Earlier this year I attended a conference.  The location was lovely and the layout was definitely attender friendly.  As is my practice, I try to move from table to table and meet new people during the course of the event.  I do not prefer this, but I practice this because I think it is a resilient, healthy way to learn at a multi-day event.  I find that sometimes I learn as much from my seat mates as I do from the conference leaders.  


On day two I moved to a new table and one of the ladies at the table took some actions that filled me and my traveling companion (I like sitting with my friend.) instantly with bitter indignation, i.e., resentment.  The upshot was I ended up with no space on the table in front of me, had to back my seat up, crane around her to see, and perch my notebook precariously on my knees to write the copious notes I am habitually wired to take. My friend’s seat was unceremoniously moved and she squeezed in with her back to the speaker. We felt unwelcome.  I thought she was trying to get rid of me and soon realized my friend felt likewise.  I wondered if this gal had friends she preferred to sit with and maybe we were interfering with her plans for hanging with people she knew and enjoyed.

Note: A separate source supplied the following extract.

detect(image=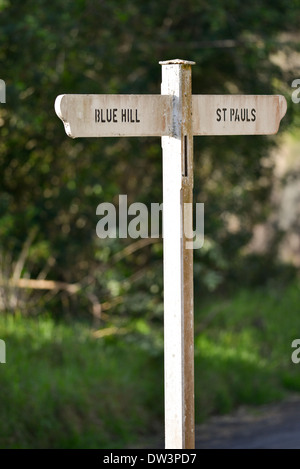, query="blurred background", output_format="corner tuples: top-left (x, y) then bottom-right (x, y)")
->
(0, 0), (300, 448)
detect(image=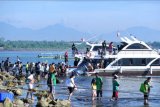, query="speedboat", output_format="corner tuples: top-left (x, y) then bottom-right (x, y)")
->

I did not initially recognize resentment as my issue because I was so busy ruminating over all the ways this lady was a poor representation of the work she was there to learn about (she was rude and ungracious).  After the morning break, we changed tables.  Which, come to think about it, I could have actually done as soon as I noticed how uncomfortable I was going to be at this lady’s table.


Instead of getting curious I was cranky.  I took it personally.  I observed her do this to every single person who sat next to her for the remainder of the event.  I eventually came to recognize that this is how she sets herself up to receive information.  Unaware?  Yes.  Intentionally rude?  Ehhh, I dunno.


I recognized in myself something that I hope to change in the future.  I realized that my own lack of self-awareness and my willingness to blame others for my level of comfort - rather than taking responsibility for myself - repressed my creative problem solving capacity.  Sheesh, I could have just moved!!  


I missed out on a morning of lovely table mates and lively conversation - something I found at all the other tables I visited.  I lost out not because of her actions but my own inaction.


Resentment is a distraction.  No wonder resilient people don’t hang onto it for long!